Reproducibility studies were conducted using three levels of commercial control materials (low, normal and high ‐ below, within and above the reference ranges of main parameters, respectively) for all reported parameters. A total of 240 samples were included for each level of control. Controls (R&D Systems, Minneapolis, MN) were measured over five operating days at three sites (Boston Children's Hospital, Columbia University and Sight's laboratory), with two devices at each site for a total of six devices. Two runs per day, and four replicates per run were performed. At each site the testing was performed by two operators, where the first operator conducted the first run of all days and the second operator conducted the second run. Every replicate required a new test kit and, every day, a new quality control material tube per level was opened at each site. This was in accordance with the CLSI guideline EP‐05‐A3.

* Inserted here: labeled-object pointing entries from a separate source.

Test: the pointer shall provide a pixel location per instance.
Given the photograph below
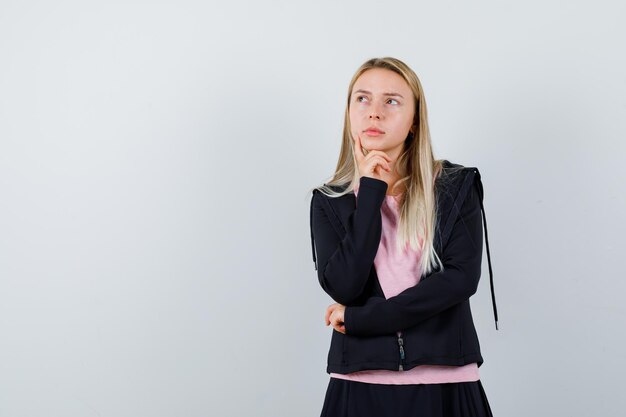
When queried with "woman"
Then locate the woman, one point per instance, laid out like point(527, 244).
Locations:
point(397, 243)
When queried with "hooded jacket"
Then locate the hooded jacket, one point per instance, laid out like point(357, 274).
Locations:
point(433, 317)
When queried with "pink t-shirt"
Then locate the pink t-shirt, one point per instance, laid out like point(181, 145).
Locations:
point(396, 272)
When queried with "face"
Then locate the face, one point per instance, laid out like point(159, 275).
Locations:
point(381, 99)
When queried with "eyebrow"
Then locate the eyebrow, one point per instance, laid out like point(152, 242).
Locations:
point(369, 92)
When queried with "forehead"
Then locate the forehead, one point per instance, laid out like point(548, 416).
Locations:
point(379, 80)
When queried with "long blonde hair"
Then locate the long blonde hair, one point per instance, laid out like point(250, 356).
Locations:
point(418, 207)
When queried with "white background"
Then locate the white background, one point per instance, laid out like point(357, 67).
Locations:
point(155, 166)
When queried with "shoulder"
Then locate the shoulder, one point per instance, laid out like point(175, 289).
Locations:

The flagging capabilities of Sight OLO were compared to manual microscopy for WBC distributional abnormalities and WBC morphological abnormalities, which include blasts, immature granulocytes, nucleated RBCs, and atypical lymphocytes. Other invalidating messages, such as platelet clumps and RBC agglutination were not included in the flagging study. The 108 negative and 100 positive samples with WBC count larger than 4 × 10³/μl were enrolled from the method comparison study. For each sample, the three prepared smears were sent to analysis by trained morphologists from Columbia University Irving Medical Center staff, who had no access to either clinical information or reference method results. The testing design was based on the test methods outlined in CLSI H20‐A2 ¹⁴ and CLSI H26‐A2. ¹⁵

A matrix comparison study was performed in two parts to assess the equivalence between venous and capillary samples, and between capillary and direct‐from‐finger samples. In the first part of the study, 67 samples (of 52 subjects, 15 of which repeated the test after a 6‐month interval) were collected in pairs. A venous sample was drawn, and a capillary sample was collected into 350 μl microtainers. Healthy volunteers were primarily tested, and additional samples at medical decision points and across the analytical measuring range (i.e.,: HGB 6–10 g/dl; WBC <2 × 10³/μl; PLT <50 × 10³/μl; WBC >12 × 10³/μl; PLTs >500 × 10³/μl; RBCs >6 × 10⁶/μl; HGB >17 g/dl) were enrolled from subjects in Tel Aviv Sourasky Medical Center. Each pair of samples was tested on the same Sight OLO device four times: two replicates of the venous sample and two of the capillary samples. After excluding invalidated results, a Passing‐Bablok regression analysis was performed between the pair‐averaged capillary and pair‐averaged venous samples.

For the second part of the matrix‐comparison study, 40 apparently healthy patients were enrolled, and capillary samples were collected from each of them using two different methods. First, a capillary sample was collected into a 350 μl microtainer. Then, two fingerprick samples from different fingers were collected, 27 μl from each, directly into the Sight OLO test kit's microcapillaries and immediately processed on the OLO. The two fingerprick samples and the two repeats of the capillary sample collected into the microtainer were averaged, and results were compared to each other using Passing‐Bablok analysis.